Performs a QTL backward selection for loci in single-environment trials (M.P. Boer, M. Malosetti, S.J. Welham & J.T.N.M. Thissen).

### Options

`PRINT` = string tokens |
What to print (`summary` , `model` , `components` , `effects` , `means` , `stratumvariances` , `monitoring` , `vcovariance` , `deviance` , `Waldtests` , `missingvalues` , `covariancemodels` ); default `summ` |
---|---|

`POPULATIONTYPE` = string token |
Type of population (`BC1` , `DH1` , `F2` , `RIL` , `BCxSy` , `CP` ); must be set |

`ALPHALEVEL` = scalar |
Defines a significance level; default 0.05 |

`FIXED` = formula |
Formula with extra fixed effects |

`UNITFACTOR` = factor |
Saves the units factor required to define the random model when `UNITERROR` is to be used |

`MVINCLUDE` = string tokens |
Whether to include units with missing values in the explanatory factors and variates and/or the y-variates (`explanatory` , `yvariate` ); default `expl` , `yvar` |

`MAXCYCLE` = scalar |
Limit on the number of iterations; default 100 |

`WORKSPACE` = scalar |
Number of blocks of internal memory to be set up for use by the `REML` algorithm; default 100 |

### Parameters

`TRAIT` = variates |
Quantitative trait to be analysed; must be set |
---|---|

`GENOTYPES` = factors |
Genotype factor; must be set |

`UNITERROR` = variates |
Uncertainty on trait means (derived from individual unit or plot error) to be included in QTL analysis; default `*` i.e. omitted |

`ADDITIVEPREDICTORS` = pointers |
Additive genetic predictors; must be set |

`ADD2PREDICTORS` = pointers |
Second (paternal) set of additive genetic predictors |

`DOMINANCEPREDICTORS` = pointers |
Dominance genetic predictors |

`CHROMOSOMES` = factors |
Chromosomes corresponding to the genetic predictors; must be set |

`POSITIONS` = variates |
Positions on the chromosomes corresponding to the genetic predictors; must be set |

`IDLOCI` = texts |
Labels for the loci |

`IDMGENOTYPES` = texts |
Labels for the genotypes corresponding to the genetic predictors |

`QTLCANDIDATES` = variates |
Specifies the locus index numbers from which to start the selection; must be set |

`QTLSELECTED` = variates |
Saves the index numbers of the selected QTLs; must be set |

`DOMSELECTED` = variates |
Logical indicator variable storing one where the selected QTLs show a significant effect of the dominance predictor, zero otherwise |

`WALDSTATISTICS` = variates |
Saves the Wald test statistics |

`PRWALD` = variates |
Saves the associated Wald probabilities |

### Description

`QSBACKSELECT`

selects QTLs from a list of candidate QTLs (loci) in single-environment trials by backward selection. It uses single observation per genotype as phenotypic data. The response variable must be specified by the `TRAIT`

parameter, and the genotypes by the `GENOTYPES`

parameter. The `POPULATIONTYPE`

option must be set to specify the population from which the genotypes are derived.

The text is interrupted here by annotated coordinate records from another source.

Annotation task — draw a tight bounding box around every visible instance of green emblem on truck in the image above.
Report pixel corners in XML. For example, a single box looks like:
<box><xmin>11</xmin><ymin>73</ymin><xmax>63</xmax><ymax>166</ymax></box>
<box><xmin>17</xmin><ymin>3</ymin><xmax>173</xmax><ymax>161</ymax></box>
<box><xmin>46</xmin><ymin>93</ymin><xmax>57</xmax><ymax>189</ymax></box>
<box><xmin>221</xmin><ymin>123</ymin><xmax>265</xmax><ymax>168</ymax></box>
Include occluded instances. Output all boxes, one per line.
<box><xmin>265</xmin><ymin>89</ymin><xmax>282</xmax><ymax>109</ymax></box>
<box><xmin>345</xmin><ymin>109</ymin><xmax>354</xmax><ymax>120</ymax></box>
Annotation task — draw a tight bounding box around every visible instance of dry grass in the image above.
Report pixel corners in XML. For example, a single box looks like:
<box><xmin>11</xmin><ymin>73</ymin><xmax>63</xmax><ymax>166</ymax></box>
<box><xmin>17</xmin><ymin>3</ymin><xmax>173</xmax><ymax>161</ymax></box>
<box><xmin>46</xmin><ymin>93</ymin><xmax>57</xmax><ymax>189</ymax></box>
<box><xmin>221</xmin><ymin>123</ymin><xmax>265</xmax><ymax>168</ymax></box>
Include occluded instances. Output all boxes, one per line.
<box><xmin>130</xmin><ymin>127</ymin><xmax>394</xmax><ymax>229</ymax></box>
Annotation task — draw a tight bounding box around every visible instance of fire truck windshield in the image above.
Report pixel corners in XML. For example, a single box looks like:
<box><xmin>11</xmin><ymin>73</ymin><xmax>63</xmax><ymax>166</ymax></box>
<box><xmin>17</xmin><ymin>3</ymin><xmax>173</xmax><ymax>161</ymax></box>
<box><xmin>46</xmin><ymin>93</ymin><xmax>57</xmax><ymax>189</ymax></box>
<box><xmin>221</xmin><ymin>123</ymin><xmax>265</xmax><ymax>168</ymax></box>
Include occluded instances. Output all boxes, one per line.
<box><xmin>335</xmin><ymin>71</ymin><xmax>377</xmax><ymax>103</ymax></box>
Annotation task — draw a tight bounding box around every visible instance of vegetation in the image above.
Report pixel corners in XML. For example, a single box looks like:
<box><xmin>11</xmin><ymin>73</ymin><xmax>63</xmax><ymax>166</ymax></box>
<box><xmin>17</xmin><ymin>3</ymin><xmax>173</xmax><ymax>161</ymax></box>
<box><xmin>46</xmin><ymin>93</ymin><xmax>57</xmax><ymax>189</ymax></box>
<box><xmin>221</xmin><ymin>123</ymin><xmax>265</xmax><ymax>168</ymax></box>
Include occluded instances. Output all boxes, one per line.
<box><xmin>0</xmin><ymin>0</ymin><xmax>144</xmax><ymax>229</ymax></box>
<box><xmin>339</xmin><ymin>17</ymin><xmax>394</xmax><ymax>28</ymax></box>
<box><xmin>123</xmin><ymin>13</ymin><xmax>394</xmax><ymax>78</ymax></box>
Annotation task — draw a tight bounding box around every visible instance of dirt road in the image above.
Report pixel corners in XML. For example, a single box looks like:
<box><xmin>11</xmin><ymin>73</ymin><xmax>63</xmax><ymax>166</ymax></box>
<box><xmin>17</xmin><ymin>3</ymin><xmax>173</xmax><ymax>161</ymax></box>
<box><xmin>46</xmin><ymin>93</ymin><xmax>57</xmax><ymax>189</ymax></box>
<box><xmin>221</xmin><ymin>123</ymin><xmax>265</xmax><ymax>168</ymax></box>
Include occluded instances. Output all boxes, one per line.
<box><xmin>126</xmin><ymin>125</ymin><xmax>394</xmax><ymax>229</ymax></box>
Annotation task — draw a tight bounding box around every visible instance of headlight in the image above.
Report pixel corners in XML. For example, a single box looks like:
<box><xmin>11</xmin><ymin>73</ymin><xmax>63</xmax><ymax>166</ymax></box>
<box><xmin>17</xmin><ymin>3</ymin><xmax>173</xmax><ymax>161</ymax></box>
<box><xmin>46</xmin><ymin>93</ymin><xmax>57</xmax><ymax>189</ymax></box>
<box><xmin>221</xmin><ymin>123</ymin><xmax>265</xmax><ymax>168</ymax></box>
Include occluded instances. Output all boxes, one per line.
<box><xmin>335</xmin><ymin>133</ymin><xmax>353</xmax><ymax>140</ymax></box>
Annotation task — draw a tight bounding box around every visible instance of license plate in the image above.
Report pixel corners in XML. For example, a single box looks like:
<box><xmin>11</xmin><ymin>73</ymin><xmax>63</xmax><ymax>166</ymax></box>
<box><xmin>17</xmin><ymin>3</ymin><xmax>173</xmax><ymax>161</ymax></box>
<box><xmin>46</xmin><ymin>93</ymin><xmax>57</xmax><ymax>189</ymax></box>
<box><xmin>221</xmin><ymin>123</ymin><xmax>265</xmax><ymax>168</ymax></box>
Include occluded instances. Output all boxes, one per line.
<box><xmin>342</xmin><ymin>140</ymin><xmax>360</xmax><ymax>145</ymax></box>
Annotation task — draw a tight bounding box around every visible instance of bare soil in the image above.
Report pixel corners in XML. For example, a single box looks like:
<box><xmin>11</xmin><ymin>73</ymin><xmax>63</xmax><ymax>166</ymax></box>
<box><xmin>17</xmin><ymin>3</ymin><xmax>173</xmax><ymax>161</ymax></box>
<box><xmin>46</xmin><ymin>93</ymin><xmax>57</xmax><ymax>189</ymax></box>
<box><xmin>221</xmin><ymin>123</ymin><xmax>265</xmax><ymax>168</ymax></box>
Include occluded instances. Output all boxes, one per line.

Molecular information must be provided in the form of additive genetic predictors stored in variates and supplied, in a pointer, by the `ADDITIVEPREDICTORS`

parameter. Non-additive effects can be included in the model by using the `DOMINANCEPREDICTORS`

parameter to specify dominance genetic predictors (e.g. in a F2 population); again they are stored in variates and supplied in a pointer. In the case of segregating F1 populations (outbreeders) two sets of additive genetic predictors must be specified: the maternal ones by the `ADDITIVEPREDICTORS`

parameter, and the paternal ones by the `ADD2PREDICTORS`

parameter. The corresponding map information for the genetic predictors must be given by the `CHROMOSOMES`

and `POSITIONS`

parameters. The labels for the loci can be supplied by the `IDLOCI`

parameter, and the labels for the genotypes in the marker data can be supplied by the `IDMGENOTYPES`

parameter. If `IDMGENOTYPES`

is set, the match between the genotypes in the phenotypic and in the marker data will be checked.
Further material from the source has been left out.